Back in 2017, a team from Rice University demonstrated the development of an engineered form of E. coli that could sense thiosulfate, a biomarker thought to be associated with the bowel inflammation seen in colitis. Since then, the researchers have been working to produce an engineered bacteria that can detect a more general biomarker of inflammatory bowel disease.
One of the more straightforward ways to detect bowel inflammation is by measuring intestinal pH levels. Acidosis, or low intestinal pH levels, has been associated with inflammatory flare-ups in Crohn’s disease patients, but non-invasively measuring gut pH is not a simple process.
"Normally, the pH in your intestines is around seven, which is neutral, but you get a lot of inflammation in Crohn's disease, and pH goes to something like three, which is very acidic," explains Jeffrey Tabor, co-author on the new study.
To solve this problem the researchers first studied the genes that are expressed by intestinal cells when gut pH levels become acidic. After homing in on a gene signature indicating acidosis, the researchers engineered a strain of E. coli that produces fluorescent green molecules when it encounters this particular gene signature.
Using a mouse model of Crohn’s disease the researchers then validated this pH-sensing bacteria. Through standard optical equipment the researchers could effectively measure the brightness of these fluorescent molecules and correlate this with levels of intestinal acidity.
"Colonizing this bacterial strain was the perfect biological tool to monitor acidosis during active inflammation," says Sean Colgan, another co-author on the study. "Correlating intestinal gene expression with the bacterial pH-sensing bacteria proved to be a useful and valuable set of biomarkers for active inflammation in the intestine."
The idea of engineering bacteria to detect disease is still relatively new but potential applications for this technology are immense. Alongside diagnostic uses, the technology could hypothetically be used to actively treat cancer, metabolic disease and pathogenic infection.
“With the development of metabolic engineering and synthetic biology, engineering of probiotics opens up possibilities of designing microbes to target specific tissues and cells rather than the whole body and creation of novel probiotics with desired characteristics and functionalities,” a team of researchers wrote in a review article published last year.
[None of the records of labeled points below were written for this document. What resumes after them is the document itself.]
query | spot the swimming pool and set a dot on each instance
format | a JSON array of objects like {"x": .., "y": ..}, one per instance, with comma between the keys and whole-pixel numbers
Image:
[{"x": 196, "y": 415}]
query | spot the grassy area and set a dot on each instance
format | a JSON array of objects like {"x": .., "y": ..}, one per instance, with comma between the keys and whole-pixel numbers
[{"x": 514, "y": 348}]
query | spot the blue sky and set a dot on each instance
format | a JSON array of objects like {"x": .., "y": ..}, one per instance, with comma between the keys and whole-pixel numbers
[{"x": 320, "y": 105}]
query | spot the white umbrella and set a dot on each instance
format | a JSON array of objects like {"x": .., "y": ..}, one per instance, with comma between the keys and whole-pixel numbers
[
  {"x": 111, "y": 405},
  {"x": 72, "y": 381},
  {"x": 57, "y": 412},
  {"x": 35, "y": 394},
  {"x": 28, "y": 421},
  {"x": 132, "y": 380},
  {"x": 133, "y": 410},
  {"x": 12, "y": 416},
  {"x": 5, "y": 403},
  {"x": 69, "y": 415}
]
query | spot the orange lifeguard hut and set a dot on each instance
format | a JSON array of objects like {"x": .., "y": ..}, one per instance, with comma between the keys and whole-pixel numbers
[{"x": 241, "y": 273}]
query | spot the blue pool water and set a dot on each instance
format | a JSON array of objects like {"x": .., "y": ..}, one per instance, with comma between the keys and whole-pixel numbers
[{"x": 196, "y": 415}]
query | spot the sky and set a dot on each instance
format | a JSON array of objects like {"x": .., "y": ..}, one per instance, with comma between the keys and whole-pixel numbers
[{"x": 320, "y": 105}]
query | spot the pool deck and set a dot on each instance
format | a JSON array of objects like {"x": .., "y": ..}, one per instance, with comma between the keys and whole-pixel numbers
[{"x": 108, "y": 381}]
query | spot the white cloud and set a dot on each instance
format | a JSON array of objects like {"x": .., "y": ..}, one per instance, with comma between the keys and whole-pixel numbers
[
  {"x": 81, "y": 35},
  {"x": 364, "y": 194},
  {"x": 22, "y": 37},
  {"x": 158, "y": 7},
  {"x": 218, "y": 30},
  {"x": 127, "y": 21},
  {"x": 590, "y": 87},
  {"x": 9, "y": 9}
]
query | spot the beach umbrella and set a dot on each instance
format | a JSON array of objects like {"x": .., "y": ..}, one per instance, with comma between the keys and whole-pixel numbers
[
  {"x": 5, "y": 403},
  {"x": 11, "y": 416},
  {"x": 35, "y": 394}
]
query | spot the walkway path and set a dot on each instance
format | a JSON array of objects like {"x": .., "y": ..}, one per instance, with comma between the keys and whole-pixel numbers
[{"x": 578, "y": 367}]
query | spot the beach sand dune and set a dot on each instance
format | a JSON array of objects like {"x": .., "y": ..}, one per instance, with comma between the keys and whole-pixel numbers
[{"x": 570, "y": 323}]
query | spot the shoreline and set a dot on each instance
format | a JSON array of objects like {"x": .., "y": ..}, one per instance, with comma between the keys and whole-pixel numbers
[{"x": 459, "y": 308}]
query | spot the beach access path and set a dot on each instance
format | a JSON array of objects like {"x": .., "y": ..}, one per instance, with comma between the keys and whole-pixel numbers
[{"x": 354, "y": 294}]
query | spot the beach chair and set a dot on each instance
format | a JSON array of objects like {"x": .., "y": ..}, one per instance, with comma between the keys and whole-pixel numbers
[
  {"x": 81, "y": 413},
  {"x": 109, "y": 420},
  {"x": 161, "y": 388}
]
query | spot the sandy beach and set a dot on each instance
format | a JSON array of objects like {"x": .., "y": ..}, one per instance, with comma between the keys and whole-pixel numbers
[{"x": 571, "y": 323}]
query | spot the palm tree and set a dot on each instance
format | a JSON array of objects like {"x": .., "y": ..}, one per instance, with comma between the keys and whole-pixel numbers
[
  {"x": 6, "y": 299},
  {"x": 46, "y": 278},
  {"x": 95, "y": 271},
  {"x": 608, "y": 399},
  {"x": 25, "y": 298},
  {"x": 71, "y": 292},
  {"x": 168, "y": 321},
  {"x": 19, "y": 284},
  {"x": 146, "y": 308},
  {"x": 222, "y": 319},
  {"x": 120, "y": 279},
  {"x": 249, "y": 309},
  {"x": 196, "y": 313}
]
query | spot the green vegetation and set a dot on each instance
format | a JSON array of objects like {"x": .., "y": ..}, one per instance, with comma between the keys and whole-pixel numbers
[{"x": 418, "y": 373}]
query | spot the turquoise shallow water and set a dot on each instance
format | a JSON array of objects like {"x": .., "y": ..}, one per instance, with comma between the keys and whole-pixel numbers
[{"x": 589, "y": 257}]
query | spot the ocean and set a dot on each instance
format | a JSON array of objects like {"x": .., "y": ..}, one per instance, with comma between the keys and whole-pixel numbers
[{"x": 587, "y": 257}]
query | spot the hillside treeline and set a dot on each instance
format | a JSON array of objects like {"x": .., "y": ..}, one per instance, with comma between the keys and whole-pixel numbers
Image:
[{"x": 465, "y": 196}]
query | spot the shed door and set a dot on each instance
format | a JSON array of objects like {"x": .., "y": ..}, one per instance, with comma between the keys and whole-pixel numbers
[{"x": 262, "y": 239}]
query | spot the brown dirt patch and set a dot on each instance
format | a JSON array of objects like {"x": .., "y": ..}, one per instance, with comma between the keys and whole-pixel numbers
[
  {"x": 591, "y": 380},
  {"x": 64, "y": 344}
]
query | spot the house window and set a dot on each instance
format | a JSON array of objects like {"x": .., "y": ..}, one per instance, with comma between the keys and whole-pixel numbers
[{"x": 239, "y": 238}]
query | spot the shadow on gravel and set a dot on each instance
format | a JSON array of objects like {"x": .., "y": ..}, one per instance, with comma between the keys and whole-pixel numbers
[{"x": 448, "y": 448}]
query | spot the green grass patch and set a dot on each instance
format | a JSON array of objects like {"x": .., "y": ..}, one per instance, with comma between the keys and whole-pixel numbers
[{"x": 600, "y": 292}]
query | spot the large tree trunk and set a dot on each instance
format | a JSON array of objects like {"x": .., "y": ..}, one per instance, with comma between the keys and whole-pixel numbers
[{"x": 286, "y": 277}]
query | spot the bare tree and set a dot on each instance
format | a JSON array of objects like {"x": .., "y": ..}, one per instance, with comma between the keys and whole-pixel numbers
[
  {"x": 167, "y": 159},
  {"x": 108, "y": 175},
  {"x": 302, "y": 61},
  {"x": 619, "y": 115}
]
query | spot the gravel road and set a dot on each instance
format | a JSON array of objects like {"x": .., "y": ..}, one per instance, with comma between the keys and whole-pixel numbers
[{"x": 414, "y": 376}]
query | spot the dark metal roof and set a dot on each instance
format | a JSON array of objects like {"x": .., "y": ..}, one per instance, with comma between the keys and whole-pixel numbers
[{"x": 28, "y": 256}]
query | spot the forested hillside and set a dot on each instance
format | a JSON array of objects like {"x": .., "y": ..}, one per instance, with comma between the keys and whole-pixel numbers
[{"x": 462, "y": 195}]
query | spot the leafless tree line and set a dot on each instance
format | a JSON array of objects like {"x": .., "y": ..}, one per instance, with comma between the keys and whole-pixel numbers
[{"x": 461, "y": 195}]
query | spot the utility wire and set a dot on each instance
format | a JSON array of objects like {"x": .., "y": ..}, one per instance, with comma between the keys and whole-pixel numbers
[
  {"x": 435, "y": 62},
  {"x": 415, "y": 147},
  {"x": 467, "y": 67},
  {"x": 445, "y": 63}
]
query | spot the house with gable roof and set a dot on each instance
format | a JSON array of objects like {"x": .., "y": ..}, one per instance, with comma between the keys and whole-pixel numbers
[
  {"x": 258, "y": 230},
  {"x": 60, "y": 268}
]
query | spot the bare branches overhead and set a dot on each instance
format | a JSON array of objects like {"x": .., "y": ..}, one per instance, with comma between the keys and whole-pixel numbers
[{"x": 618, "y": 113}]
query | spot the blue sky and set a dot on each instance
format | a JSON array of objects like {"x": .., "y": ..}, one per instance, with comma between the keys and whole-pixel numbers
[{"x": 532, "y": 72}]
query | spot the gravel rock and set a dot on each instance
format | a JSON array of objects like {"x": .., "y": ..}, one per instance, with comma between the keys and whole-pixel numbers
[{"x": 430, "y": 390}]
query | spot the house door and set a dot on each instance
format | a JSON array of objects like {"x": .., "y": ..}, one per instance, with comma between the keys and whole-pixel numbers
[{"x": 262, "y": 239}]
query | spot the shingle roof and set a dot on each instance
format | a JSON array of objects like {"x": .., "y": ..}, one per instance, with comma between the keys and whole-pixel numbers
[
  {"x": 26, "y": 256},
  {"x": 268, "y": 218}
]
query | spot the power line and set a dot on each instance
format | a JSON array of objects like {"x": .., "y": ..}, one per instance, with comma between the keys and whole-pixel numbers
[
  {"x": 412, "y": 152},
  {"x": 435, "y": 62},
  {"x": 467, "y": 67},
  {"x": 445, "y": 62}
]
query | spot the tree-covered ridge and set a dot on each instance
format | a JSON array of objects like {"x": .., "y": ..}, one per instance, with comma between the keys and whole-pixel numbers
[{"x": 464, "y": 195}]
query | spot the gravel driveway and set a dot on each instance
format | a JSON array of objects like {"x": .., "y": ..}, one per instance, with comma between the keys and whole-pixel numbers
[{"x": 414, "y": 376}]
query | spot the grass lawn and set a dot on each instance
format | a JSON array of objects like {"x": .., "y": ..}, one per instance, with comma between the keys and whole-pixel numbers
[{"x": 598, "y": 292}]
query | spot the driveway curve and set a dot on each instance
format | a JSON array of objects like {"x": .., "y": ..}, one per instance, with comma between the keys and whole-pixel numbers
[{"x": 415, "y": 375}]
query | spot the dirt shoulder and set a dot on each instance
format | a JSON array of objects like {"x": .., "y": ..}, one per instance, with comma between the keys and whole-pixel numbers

In this instance the researchers propose the acidosis-sensing bacteria could easily be incorporated into food and used as an early-warning system for IBD sufferers. Disease flare-ups could hypothetically be caught early by color coding fecal output.
This field of research is still nascent and, while there may be no one-size-fits-all approach to gut microbiome research, this kind of pH-sensing bacterium could be helpful to many IBD patients. Tabor says human clinical trials testing the bacteria may begin in the next few years.
The new study was published in the journal PNAS.